Example: Wikipedia Links

Wikipedia, the popular online encyclopedia, provides another opportunity to demonstrate a recommender at scale, applied to unconventional input. Wikipedia articles link to other articles. These links can be viewed as associations or "votes" among articles. Considering articles to be both "users" and "items", we can recommend articles to articles. This could uncover articles that are related to a given article, and maybe ought to be linked, but are not.

Preparing the Data

The February 2013 dump for the entire English-language Wikipedia site was obtained from Wikimedia. Page links are given as a SQL script in enwiki-20130204-pagelinks.sql.gz and page titles in enwiki-20130204-page.sql.gz. From these sources, a simple CSV file containing source page ID and target page ID can be constructed for each link. For purposes of this example, only pages with 3 or more links in or out were kept. The result contains about 352M links from 8.5M articles to 5.3M other unique articles.

Running the Computation

The Myrrix Computation Layer 1.0 RC1 was run on an Amazon Elastic MapReduce. 8 m1.xlarge workers were used. 100 features were used, and model building completed in 19 hours after 18 iterations. (Subsequent incremental model updates would only take a couple iterations; this is a complete build from scratch.) Using spot instances, total cost of the computation was $31.85. This implies that an initial model build costs about $2.31 per million users or items, or about $0.09 per million links, here (and subsequent updates, about 10% of that).

Representative Results

One interesting observation about these results is that the most relevant articles are almost surely already linked. The recommendations are articles not already linked, and tend to relate to the topic of linked articles, not to the article itself.

Ulysses_S._Grant
  • Ulysses_S._Grant (0.94508547)
  • United_States_House_of_Representatives (0.9362344)
  • New_York's_Meatpacking_District (0.9140202)
  • Democratic_Party_(United_States) (0.90036565)
  • Speaker_of_the_United_States_House _of_Representatives (0.8991539)

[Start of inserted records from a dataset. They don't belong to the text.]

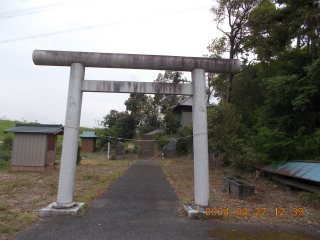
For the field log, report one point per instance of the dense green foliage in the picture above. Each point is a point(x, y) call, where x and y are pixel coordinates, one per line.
point(145, 113)
point(274, 112)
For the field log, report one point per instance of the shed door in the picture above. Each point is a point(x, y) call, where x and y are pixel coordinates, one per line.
point(51, 149)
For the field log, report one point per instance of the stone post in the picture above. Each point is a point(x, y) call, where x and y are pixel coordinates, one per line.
point(200, 139)
point(70, 139)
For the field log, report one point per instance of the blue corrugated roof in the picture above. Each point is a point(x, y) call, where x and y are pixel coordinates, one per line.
point(88, 133)
point(305, 170)
point(35, 128)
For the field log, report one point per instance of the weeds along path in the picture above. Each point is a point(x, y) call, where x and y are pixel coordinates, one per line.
point(24, 194)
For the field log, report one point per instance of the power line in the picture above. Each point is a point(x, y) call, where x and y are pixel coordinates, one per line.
point(43, 8)
point(100, 25)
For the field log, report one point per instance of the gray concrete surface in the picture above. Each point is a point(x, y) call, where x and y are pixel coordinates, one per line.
point(200, 139)
point(136, 87)
point(139, 205)
point(70, 138)
point(135, 61)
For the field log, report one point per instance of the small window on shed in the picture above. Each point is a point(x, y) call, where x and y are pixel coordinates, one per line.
point(51, 144)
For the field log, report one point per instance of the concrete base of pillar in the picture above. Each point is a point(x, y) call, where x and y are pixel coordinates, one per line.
point(199, 212)
point(49, 211)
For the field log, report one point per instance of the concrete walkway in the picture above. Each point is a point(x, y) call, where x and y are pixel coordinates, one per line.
point(139, 205)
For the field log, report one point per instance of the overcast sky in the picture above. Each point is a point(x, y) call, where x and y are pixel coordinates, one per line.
point(30, 92)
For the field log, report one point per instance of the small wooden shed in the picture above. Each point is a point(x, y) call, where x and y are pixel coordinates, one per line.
point(88, 142)
point(34, 146)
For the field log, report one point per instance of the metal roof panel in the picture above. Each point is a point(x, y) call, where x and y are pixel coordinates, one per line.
point(304, 170)
point(88, 133)
point(35, 128)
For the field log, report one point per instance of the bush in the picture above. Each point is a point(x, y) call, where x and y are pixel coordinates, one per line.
point(164, 140)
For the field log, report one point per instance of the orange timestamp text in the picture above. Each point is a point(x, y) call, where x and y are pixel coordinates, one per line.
point(254, 212)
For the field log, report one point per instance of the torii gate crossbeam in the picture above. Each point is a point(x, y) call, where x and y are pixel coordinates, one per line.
point(77, 85)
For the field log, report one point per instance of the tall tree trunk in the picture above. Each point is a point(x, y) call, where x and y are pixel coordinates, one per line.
point(229, 89)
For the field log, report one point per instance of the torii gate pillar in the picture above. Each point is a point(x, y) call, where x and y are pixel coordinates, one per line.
point(200, 139)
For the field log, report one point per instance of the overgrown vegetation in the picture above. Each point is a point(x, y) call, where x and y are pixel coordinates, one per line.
point(24, 194)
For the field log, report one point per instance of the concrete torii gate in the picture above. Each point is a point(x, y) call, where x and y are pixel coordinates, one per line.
point(77, 85)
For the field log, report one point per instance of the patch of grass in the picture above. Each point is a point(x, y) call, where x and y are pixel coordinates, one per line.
point(9, 229)
point(115, 176)
point(91, 163)
point(199, 216)
point(185, 200)
point(53, 185)
point(35, 200)
point(27, 218)
point(9, 186)
point(3, 206)
point(102, 180)
point(312, 199)
point(90, 176)
point(7, 218)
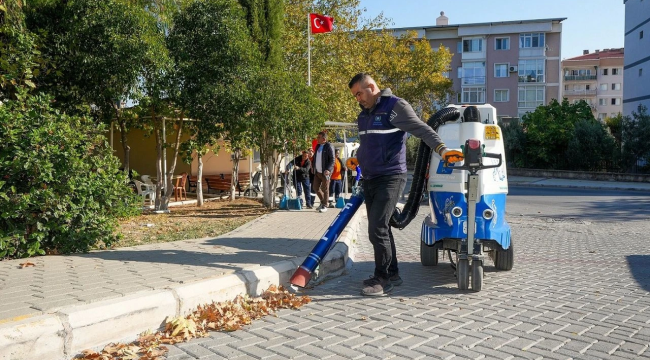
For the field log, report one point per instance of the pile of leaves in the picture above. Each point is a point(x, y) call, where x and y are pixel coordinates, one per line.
point(222, 316)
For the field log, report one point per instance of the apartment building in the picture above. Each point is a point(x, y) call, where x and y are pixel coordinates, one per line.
point(512, 65)
point(596, 78)
point(637, 55)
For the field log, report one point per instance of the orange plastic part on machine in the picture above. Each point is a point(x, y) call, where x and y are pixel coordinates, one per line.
point(352, 163)
point(453, 156)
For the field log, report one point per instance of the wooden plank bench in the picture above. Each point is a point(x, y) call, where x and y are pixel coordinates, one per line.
point(221, 183)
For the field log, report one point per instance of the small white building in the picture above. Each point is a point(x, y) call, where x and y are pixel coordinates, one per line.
point(636, 81)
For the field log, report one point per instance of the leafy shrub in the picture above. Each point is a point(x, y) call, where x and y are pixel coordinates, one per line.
point(514, 142)
point(412, 144)
point(60, 187)
point(635, 133)
point(590, 147)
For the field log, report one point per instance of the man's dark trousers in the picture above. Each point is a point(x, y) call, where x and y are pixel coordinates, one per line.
point(381, 195)
point(306, 186)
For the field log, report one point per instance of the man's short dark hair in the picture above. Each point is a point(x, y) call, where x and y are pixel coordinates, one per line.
point(359, 78)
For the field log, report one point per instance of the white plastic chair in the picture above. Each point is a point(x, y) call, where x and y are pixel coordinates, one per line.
point(145, 190)
point(147, 180)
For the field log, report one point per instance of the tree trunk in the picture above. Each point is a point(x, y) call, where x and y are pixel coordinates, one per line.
point(199, 181)
point(177, 145)
point(235, 172)
point(161, 203)
point(125, 147)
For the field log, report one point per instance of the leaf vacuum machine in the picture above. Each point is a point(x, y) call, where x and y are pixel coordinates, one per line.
point(470, 194)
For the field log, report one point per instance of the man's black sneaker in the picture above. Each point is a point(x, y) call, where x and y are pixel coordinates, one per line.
point(376, 287)
point(395, 280)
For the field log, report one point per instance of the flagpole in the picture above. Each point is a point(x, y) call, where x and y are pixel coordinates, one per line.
point(308, 50)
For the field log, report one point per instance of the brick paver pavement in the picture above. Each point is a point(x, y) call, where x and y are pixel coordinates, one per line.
point(579, 290)
point(57, 281)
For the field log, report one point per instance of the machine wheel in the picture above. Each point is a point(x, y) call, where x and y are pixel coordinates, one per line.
point(250, 193)
point(477, 275)
point(428, 255)
point(462, 274)
point(504, 259)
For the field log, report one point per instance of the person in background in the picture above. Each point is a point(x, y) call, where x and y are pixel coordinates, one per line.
point(336, 181)
point(312, 191)
point(302, 166)
point(323, 165)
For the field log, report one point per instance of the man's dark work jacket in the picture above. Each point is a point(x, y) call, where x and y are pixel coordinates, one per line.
point(382, 134)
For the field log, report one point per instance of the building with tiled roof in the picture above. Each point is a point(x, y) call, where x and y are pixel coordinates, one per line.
point(637, 55)
point(596, 78)
point(512, 65)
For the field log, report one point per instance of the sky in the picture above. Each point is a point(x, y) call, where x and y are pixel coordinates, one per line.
point(590, 24)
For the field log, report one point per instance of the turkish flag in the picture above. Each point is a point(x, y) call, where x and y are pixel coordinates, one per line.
point(320, 23)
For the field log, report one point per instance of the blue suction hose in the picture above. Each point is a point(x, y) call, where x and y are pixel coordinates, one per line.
point(401, 218)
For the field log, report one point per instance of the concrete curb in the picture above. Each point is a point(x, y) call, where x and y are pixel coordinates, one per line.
point(567, 186)
point(65, 332)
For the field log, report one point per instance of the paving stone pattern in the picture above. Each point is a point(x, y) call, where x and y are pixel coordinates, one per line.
point(57, 281)
point(579, 290)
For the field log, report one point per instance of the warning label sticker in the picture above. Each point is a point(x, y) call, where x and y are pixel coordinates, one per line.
point(492, 133)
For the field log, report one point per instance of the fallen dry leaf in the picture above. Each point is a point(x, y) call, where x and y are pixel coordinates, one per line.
point(222, 316)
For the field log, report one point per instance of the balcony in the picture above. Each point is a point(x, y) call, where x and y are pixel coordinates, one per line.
point(580, 92)
point(579, 77)
point(474, 80)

Ulysses S. Grant was the 18th US president. Not surprisingly, the article itself appears as a top recommendation; it's not linked to itself! The House of Representatives and an article on its leadership role are found in the top likely linked pages. These seem broadly relevant, but, Grant was never a representative. Grant was a Republican; the Democratic party appears here too as relevant to a US president but not directly applicable to Grant; the Republican party page is of course already linked. All are closely related to the subject of Grant, though none have directly described Grant's career. The link to New York's meatpacking district is less clear; Grant did live in New York.

History_of_Indonesia
  • Bahá'í_Faith_by_continent (0.6337122)
  • South_Asia (0.5999026)
  • Bhutan (0.59951043)
  • Laos (0.5987551)
  • Maldives (0.5853035)

The Maldives seem relevant, being another Islamic island nation. South Asia is of course relevant given Indonesia's location. Laos is another nation is Southeast Asia; not already linked perhaps because of direct relevance to Indonesia's history, but, nevertheless another nation mentioned alongside countries that are; similarly for Bhutan. The link to the Bahá'í religion is interesting because, while it has only a small following, it is notably allowed in Indonesia even though its dominant religion is Islam.

Eurovision_Song_Contest
  • Austria (0.7137562)
  • Greece (0.6876324)
  • Hungary (0.6846089)
  • Ukraine (0.67851347)
  • Soviet Union (0.65409476)

The Eurovision Song Contest is a pop music competition featuring acts from many European countries, and a source of political controversy and national pride. Not surprisingly, recommendations are European countries, but those less related to the contest's history; indeed most of the existing links on the page are to European countries with most wins and participation. The recommendation list includes countries that didn't participate or win (Hungary, Soviet Union), or have won only once.

Justinian_I
  • Roman_Republic (0.9625839)
  • Roman_Emperor (0.86358315)
  • Alexander_the_Great (0.84353495)
  • Justinian_I (0.8303596)
  • Julius_Caesar (0.8261316)

Justinian was a 6th-century emperor of the Eastern Roman Empire, or Byzantine Empire, at a time when the Western Roman Empire declined significantly. "Roman Emperor" is not linked directly perhaps because this refers typically to Western Roman emperors. It is not surprising to see him linked to another (Western Roman) emperor, and the Roman Republic. Both of these are famous and obviously related but predated Justinian and were not directly relevant to his life. Alexander the Great is another famous figure of antiquity, although also predated Justinian by centuries and so has little direct relation to his reign. Again, the page itself appears as a top link.